The report looks at nine real-world attacks and breaches and documents issues as it releases to the “Egregious Eleven.”The “Egregious Eleven are: 

  1. Data Breaches
  2. Misconfiguration and inadequate change control
  3. Lack of cloud security architecture and strategy
  4. Insufficient identity, credential, access and key management
  5. Account hijacking
  6. Insider threat
  7. Insecure interfaces and APIs
  8. Weak control plane
  9. Metastructure and applistructure failures
  10. Limited cloud usage visibility
  11. Abuse and nefarious use of cloud services

Additionally, the case studies include: CapitalOne, Disney+, Dows Jones, GitHub, Imperva, Ring, Tesco, Tesla and Zoom. Each case study details threats, vulnerabilities, technical impacts, and controls. 

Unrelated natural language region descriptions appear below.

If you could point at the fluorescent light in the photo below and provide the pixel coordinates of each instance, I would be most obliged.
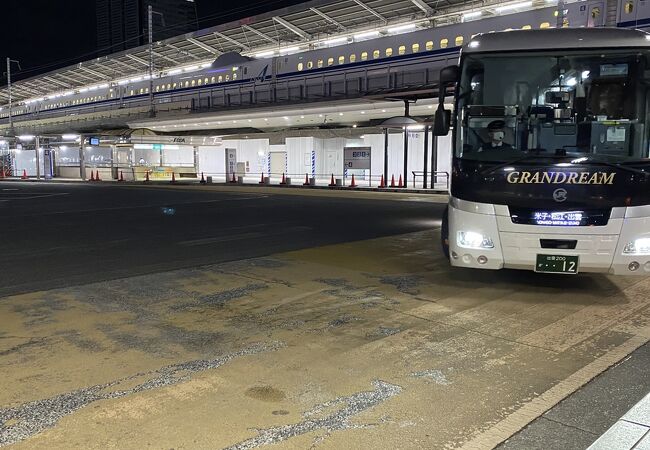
(472, 15)
(289, 50)
(265, 54)
(514, 6)
(336, 40)
(366, 35)
(401, 28)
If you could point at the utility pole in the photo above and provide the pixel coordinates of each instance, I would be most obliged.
(152, 111)
(9, 61)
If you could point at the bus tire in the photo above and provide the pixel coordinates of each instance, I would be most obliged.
(444, 233)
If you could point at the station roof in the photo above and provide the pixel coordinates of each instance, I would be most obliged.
(302, 26)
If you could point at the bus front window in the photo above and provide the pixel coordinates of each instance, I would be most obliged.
(574, 103)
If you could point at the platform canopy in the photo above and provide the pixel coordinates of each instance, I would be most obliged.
(289, 30)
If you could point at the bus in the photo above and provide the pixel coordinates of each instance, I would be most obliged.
(550, 170)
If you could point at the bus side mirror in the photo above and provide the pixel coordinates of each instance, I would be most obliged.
(441, 120)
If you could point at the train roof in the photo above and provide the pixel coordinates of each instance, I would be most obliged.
(557, 39)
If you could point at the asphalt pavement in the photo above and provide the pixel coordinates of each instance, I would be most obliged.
(56, 235)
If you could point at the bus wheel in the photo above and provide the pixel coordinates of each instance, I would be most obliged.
(444, 233)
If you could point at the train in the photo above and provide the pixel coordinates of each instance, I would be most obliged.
(374, 50)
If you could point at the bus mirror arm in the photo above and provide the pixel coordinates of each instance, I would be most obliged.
(442, 118)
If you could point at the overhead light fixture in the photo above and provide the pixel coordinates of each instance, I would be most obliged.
(402, 28)
(472, 15)
(339, 40)
(366, 35)
(514, 6)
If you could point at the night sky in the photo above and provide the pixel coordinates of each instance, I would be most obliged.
(45, 34)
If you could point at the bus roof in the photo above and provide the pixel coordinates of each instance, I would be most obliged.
(557, 39)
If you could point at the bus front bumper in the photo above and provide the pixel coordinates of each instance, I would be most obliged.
(495, 242)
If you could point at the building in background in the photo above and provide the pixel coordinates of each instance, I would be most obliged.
(122, 24)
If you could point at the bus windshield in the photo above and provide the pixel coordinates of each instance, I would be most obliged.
(552, 103)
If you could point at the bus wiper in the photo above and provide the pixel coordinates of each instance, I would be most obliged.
(491, 170)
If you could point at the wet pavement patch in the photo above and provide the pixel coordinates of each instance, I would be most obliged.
(24, 421)
(317, 419)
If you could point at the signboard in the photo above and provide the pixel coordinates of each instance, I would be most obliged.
(356, 158)
(231, 162)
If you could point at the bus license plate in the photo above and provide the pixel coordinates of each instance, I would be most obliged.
(557, 264)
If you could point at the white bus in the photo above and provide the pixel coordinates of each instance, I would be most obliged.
(551, 144)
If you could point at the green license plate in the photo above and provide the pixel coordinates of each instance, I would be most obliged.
(557, 264)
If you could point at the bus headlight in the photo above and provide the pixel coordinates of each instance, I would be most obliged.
(471, 239)
(638, 247)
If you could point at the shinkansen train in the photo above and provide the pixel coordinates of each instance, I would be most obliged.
(371, 51)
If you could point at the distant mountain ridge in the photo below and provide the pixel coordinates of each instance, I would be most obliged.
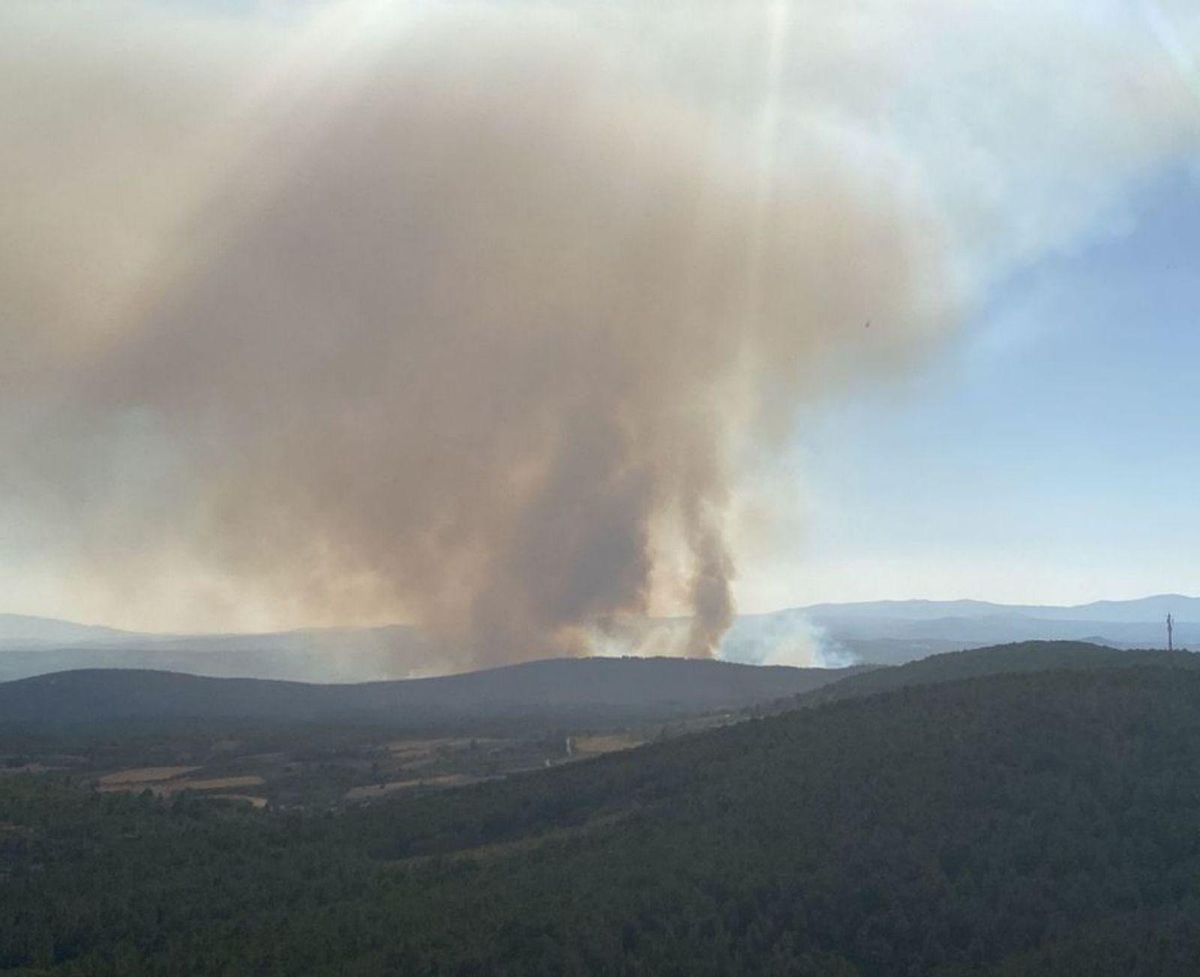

For instance, the report looks at Zoom’s recent threat of an external hacker harvesting accounts. “With the COVID-19 pandemic, Zoom experienced a huge user uptick with multiple incidents throughout early 2020. Several issues creeped in, including poorly randomized, easily guessed or widely broadcast meeting room information without sufficient detective or preventive security controls. Customer credential reuse was rampant, without appropriate Zoom corrective security controls. Lastly, attackers could use the Zoom Windows client’s group chat feature to share links that leak Windows network credentials. This happens when Zoom converts Windows UNC paths into clickable links,” the report detailed. It also went through Zoom’s preventative migration, detective mitigation, and corrective mitigation. As a result, the working group found “proper threat modeling allows security architectures and developers time to evaluate control gaps,” and that Agile development could help teams better respond to feature requirements. 

“These case studies identify where and how CSA Top Threats fit in a greater security analysis while providing a clear understanding of how lessons and mitigation concepts can be applied in real-world scenarios,” said John Yeoh, global vice president of research for the Cloud Security Alliance.